Odd. WGS Extract provides the buttons for sorting and indexing once a file is opened (if it is not already sorted and/or indexed). BUT, a CRAM has to be coordinate sorted to be created. So that cannot be the issue.
Nebula has always used the 1K Genome references. HS38D1, HS38DH, etc. It has varied over time. These are different than the HG38 reference; especially on the Y chromosome. WGS Extract identifies the reference from the header and reports it in the stats. People are very loose and even ignorant to the reference model issues. It is a problem that needs to be fixed in the BAM format. At least maybe requiring the M5 field at all times. See https://bit.ly/34CO0vj for more information.
As mentioned, SAMTOOLS does not require the reference for a CRAM to be specified. It will look up the M5 signature for each sequence in the EBI online database. A CRAM is required to have the signatures in the header. Specifying the correct reference model is a convenience and slight time and space saver. It can also be more accurate if a standard reference model was not used -- it is the signature for each sequence individually.

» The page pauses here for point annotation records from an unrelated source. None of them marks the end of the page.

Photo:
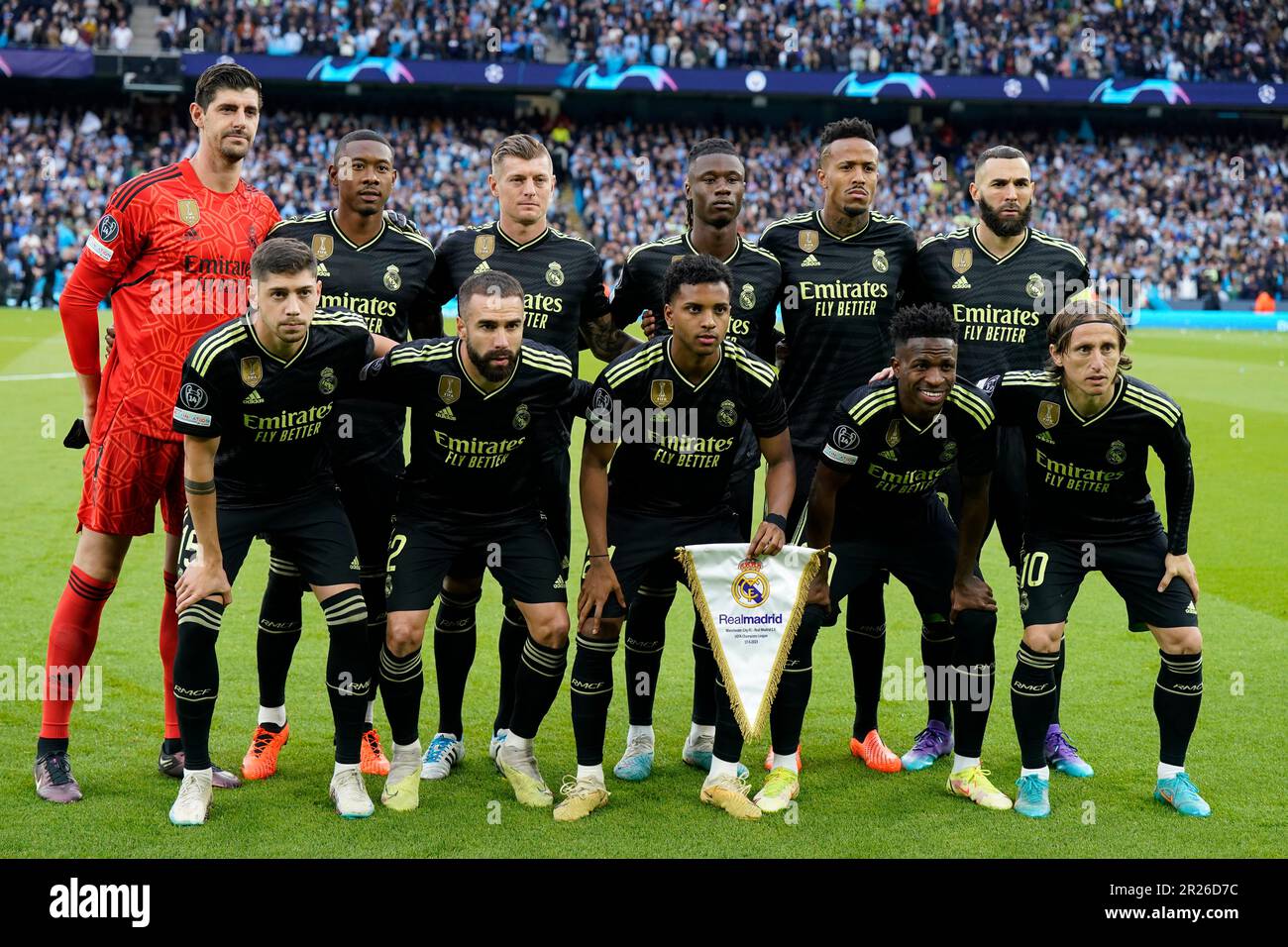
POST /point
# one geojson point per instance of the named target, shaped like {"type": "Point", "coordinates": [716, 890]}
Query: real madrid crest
{"type": "Point", "coordinates": [449, 388]}
{"type": "Point", "coordinates": [253, 371]}
{"type": "Point", "coordinates": [893, 433]}
{"type": "Point", "coordinates": [323, 245]}
{"type": "Point", "coordinates": [1048, 414]}
{"type": "Point", "coordinates": [189, 211]}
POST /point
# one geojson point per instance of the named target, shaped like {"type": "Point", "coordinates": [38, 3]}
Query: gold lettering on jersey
{"type": "Point", "coordinates": [1048, 414]}
{"type": "Point", "coordinates": [189, 211]}
{"type": "Point", "coordinates": [253, 371]}
{"type": "Point", "coordinates": [476, 454]}
{"type": "Point", "coordinates": [1083, 479]}
{"type": "Point", "coordinates": [287, 425]}
{"type": "Point", "coordinates": [893, 434]}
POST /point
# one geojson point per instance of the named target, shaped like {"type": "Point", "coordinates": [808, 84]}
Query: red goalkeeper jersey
{"type": "Point", "coordinates": [174, 258]}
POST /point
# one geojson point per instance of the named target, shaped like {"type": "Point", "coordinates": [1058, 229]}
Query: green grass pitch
{"type": "Point", "coordinates": [1234, 390]}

My gut feel is the CRAM files are corrupted. As SAMTOOLS is not correctly parsing them either. WGS Extract is using SAMTOOLS internally to parse CRAM files. 30x WGS CRAM / BAM files are very large and can be difficult to download correctly -- especially if using a slow, wireless link like over a mobile phone connection. (This is sometimes the only connection people have to their desktop. I have run into this many times trying to help people debug issues with WGS Extract and it trying to download files like reference genomes directly.) If you have SAMTOOLS installed, you should also have a program "htsfile". You may want to use that to more simply look at the file header and format. And see what it reports.

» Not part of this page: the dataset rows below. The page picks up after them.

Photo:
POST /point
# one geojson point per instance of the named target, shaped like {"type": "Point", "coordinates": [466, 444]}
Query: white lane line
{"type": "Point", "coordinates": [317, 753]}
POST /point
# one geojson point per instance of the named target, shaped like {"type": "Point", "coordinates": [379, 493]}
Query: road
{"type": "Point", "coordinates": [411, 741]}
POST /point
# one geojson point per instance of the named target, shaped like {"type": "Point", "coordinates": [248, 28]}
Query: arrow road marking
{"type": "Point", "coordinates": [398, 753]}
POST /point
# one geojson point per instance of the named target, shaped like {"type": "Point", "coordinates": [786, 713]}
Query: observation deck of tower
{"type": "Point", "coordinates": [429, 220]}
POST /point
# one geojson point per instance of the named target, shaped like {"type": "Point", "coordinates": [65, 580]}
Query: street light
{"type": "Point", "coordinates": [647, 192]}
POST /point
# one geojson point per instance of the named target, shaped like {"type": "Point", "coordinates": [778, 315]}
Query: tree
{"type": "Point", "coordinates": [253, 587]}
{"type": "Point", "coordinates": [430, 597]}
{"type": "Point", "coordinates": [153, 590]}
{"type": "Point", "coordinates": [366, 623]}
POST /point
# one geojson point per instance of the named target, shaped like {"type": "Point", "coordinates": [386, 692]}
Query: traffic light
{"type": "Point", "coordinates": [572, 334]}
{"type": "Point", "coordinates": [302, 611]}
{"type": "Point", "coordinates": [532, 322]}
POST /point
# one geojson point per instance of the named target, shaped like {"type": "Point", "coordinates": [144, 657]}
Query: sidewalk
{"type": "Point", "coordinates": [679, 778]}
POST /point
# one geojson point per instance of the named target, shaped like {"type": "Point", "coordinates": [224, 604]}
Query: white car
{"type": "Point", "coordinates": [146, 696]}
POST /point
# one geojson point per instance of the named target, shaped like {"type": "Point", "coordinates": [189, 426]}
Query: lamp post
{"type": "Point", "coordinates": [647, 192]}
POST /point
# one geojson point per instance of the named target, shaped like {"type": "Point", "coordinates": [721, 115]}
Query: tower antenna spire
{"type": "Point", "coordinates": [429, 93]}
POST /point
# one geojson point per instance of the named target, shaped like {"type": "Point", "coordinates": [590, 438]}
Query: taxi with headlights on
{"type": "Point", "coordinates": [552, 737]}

Note that CRAM is a very unique, specialized compression format. It is more susceptible to single-bit, small errors than other compression formats. This is because it is not just compressing a text file but transforming it before compressing. Some OS's (like Apple MacOS) try to uncompress files automatically so they can look internally at the content. Safari does this by default if it thinks it recognizes the format. And is a constant problem with downloading vcf.gz files that are actually compressed in BGZF format by BGZIP and not GZIP. The CRAM compression format should not be recognized but ....
It has been 20 months since your post but I would still be interested to understand if it was resolved and what the problem was.
Are you providing correct reference file?
Thanks GenoMax I'm not providing any out of sheer ignorance.
I wouldn't even know what the correct reference fie would be, where I might get it, or how I might make samtools aware of it.
You will need to find out from Nebula which reference file they used to create the CRAM. Manipulations with CRAM file will need the reference. See: https://www.htslib.org/workflow/cram.html
Thanks GenoMax, much obliged, I shall see what they have to say about it.